What’s your image of a gamer? If you are picturing someone with a sallow complexion who never ventures out of doors and lives on junk food and fizzy drinks, it is time to get into the 21st century.
These days, gaming is not just the preserve of spotty teenagers. Almost all of us have a smartphone, and most of us play the occasional game Some choose a round of virtual golf, others like to play casino games, while for still more, it’s brain teasers and puzzles that appeal.
Of course, doing anything to excess can be damaging to your health, but to label gaming as unhealthy would be as ridiculous as saying the same about reading books or going to the cinema. And far from being bad for us, there’s evidence that a little gaming can be just what the doctor ordered.
These days, we have more stressors clamouring for our attention than ever before. That ubiquitous smartphone means work can follow us home, and indeed home can follow us to the office. Stress and related mental illnesses such as anxiety and depression are brought about and exacerbated by the daily cycle and the lack of let-up. Switching your brain off completely and immersing yourself in your game of choice for half an hour can be immensely therapeutic. Just try it.
A research project led by Shawn Green from the University of Rochester back in 2010 gave a group of volunteers with no gaming experience the task of playing games for 50 hours. Half were allocated a slow-paced strategy game, while the other half played an action game. Those playing the second game displayed an ability to make faster and more accurate decisions, as the game helped the participants to “become better at taking sensory data in, and translating it into correct decisions.”
Since the dawn of gaming, parents have worried that kids who play games are in some way “rotting their brains” and damaging their attention spans. Princeton University researcher Vikranth Bejjanki decided to test that hypothesis out, and he reached some surprising conclusions. He ran some tests using both experienced and inexperienced gamers, and found that playing games actually improves focus and attention.

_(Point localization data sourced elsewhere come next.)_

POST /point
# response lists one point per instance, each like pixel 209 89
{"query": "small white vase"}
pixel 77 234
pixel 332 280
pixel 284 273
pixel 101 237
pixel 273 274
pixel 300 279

Improving physical fitness
As games have evolved, so have the platforms on which they are played and the levels of interaction. Active systems like the Wii are so effective at keeping us fit that you even see them in hospitals and nursing homes. In fact, researchers have found that playing a motion-control game has the same health benefits as walking on a treadmill at 3.5mph. And let’s face it, it’s far more fun.
Keeping you younger
We all know how important it is to maintain an exercise routine as we get older. But exercising the brain is just as crucial, and gaming can be the perfect way to do so. A study carried out at the University of Iowa involved more than 600 over 50s and found that 10 hours of gaming per week over a two month period resulted in slowing or even reversing cognitive decline.